Selon un nouveau rapport de Capgemini :

  • Le niveau de maturité des initiatives durables dans l’ensemble de l’industrie n’est aujourd’hui pas suffisant pour réduire sensiblement les émissions et atteindre les objectifs de l’Accord de Paris.
  • L’investissement dans ces initiatives est en baisse – passant de 1,22% du chiffre d’affaires annuel en 2019 à 0,85 % en 2022 en moyenne par an – et devrait stagner d’ici 2026 à 0,86% du chiffre d’affaires par an.
  •  Les fournisseurs automobiles investissent une part plus importante de leur chiffre d’affaires (0,93%) dans le développement durable que les constructeurs (0,79%).
  • Un petit groupe d’entreprises, à la pointe en termes de déploiement de programmes durables impactants, ont déjà réalisé une amélioration de 9%, en moyenne, de leurs émissions depuis 2018, contre 5% pour l’ensemble du secteur.

Paris, Le 17 octobre 2022 – Selon le nouveau rapport du Capgemini Research InstituteSustainability in Automotive : From Ambition to Action (Le développement durable dans l’industrie automobile : de l’ambition à l’action), le niveau de déploiement de programmes durables[1] d’importance dans l’industrie automobile n’a progressé que marginalement depuis 2019, et a même reculé dans certains domaines. Les défis récents rencontrés par le secteur, tels que les pénuries de semi-conducteurs et les perturbations au niveau de la chaîne d’approvisionnement, ont forcé les organisations automobiles à recentrer leurs priorités.

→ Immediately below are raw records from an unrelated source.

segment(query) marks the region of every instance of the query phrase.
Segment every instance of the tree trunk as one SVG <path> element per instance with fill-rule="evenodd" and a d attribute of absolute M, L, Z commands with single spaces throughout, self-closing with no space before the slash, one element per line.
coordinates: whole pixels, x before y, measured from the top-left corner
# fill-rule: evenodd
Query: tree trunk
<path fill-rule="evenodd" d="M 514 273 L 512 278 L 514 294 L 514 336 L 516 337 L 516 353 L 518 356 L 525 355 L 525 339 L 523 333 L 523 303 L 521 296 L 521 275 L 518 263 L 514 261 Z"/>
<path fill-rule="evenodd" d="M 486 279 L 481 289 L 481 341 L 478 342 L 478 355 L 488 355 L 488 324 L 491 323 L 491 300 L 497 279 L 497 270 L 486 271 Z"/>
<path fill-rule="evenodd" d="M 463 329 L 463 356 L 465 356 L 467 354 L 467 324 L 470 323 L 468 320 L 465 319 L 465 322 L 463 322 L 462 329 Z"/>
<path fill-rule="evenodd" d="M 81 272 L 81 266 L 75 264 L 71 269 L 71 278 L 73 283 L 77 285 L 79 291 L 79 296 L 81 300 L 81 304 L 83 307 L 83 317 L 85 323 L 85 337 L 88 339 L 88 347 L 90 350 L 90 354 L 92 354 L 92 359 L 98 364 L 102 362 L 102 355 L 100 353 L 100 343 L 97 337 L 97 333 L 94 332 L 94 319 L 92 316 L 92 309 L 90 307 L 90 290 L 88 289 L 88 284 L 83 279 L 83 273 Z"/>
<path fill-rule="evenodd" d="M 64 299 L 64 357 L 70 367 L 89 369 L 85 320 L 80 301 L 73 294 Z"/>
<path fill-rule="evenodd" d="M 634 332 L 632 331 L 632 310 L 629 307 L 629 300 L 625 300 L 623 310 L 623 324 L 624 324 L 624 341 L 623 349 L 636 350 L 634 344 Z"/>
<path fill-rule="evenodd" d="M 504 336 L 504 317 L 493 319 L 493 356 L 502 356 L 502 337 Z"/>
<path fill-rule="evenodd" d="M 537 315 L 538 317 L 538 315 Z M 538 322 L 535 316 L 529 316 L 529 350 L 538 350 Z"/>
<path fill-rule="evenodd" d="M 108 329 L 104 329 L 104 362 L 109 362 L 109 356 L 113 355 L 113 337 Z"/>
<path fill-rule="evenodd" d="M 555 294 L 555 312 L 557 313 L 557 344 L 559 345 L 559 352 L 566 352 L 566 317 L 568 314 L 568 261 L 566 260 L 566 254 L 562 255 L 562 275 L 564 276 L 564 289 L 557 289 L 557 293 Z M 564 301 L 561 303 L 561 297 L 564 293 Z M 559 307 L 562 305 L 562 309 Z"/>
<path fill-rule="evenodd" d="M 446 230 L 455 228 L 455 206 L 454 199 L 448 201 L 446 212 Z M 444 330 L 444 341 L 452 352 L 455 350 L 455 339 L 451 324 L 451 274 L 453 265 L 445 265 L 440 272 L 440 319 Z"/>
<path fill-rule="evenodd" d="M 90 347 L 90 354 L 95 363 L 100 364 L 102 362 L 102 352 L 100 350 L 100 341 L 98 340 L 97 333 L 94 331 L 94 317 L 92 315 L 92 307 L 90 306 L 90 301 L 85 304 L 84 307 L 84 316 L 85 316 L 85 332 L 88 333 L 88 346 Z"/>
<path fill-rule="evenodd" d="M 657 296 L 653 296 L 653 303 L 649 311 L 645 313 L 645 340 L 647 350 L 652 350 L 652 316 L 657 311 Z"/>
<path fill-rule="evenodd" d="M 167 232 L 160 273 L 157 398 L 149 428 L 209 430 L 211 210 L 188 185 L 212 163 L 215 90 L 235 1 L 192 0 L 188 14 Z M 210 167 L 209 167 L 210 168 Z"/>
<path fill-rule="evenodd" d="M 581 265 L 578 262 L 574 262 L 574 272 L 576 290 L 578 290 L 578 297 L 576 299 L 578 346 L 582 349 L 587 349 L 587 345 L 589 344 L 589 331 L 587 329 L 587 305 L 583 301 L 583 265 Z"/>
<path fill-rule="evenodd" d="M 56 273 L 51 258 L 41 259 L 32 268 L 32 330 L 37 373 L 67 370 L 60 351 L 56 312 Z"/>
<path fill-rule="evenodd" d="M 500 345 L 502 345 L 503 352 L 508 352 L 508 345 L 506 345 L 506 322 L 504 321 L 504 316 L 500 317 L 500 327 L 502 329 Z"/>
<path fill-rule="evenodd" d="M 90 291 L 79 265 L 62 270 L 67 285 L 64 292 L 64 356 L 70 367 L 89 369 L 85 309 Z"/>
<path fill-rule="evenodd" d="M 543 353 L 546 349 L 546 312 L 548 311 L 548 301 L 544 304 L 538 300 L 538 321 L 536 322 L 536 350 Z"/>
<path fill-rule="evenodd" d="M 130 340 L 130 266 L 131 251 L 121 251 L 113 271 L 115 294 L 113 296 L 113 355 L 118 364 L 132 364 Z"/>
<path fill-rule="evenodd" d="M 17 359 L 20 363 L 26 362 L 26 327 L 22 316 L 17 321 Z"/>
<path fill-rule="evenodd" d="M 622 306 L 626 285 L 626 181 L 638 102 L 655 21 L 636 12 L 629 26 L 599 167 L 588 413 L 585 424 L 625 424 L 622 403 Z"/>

Selon le rapport, des directives telles que Le Pacte vert pour l’Europe et L’Accord de Paris poussent l’industrie automobile à rechercher des solutions plus durables pour atteindre les objectifs de neutralité carbone. Une grande majorité (70%) de l’industrie automobile concentre ses actions sur la réduction globale des émissions, y compris les émissions de portée 1, 2 et 3[2], tout au long de la chaîne de valeur, de l’approvisionnement aux processus de fin de vie. Deux tiers (64%) des entreprises du secteur prévoient de réduire leurs émissions carbone d’ici 2040, et 57% vont au-delà de la conformité ESG pour faire de la durabilité un facteur commercial clé. Cependant, depuis 2018, l’industrie automobile a réduit ses émissions globales de gaz à effet de serre de seulement 5%, et une réduction supplémentaire de 19% devrait être réalisée d’ici 2030. Au rythme actuel, les organisations automobiles ne sont pas en ligne pour atteindre l’objectif global de neutralité carbone d’ici 2050 de l’Accord de Paris.

L’étude constate que seul un petit groupe d’entreprises (moins de 10%) montre la voie vers une industrie automobile durable. Ces entreprises indiquent qu’elles prévoient de réduire leurs émissions de gaz à effet de serre de 35% d’ici à 2030 (contre 19% en moyenne pour l’industrie automobile dans son ensemble). Dans le même temps, leur efficacité opérationnelle devrait s’améliorer de 22% à horizon 2026 (contre 16% pour le reste des organisations sur la même période), en lien direct avec leurs initiatives durables venant renforcer la transparence de leur chaîne de valeur. Elles bénéficient également d’une “marque employeur” plus forte les rendant plus attrayantes auprès des candidats (18% contre 10% pour les autres).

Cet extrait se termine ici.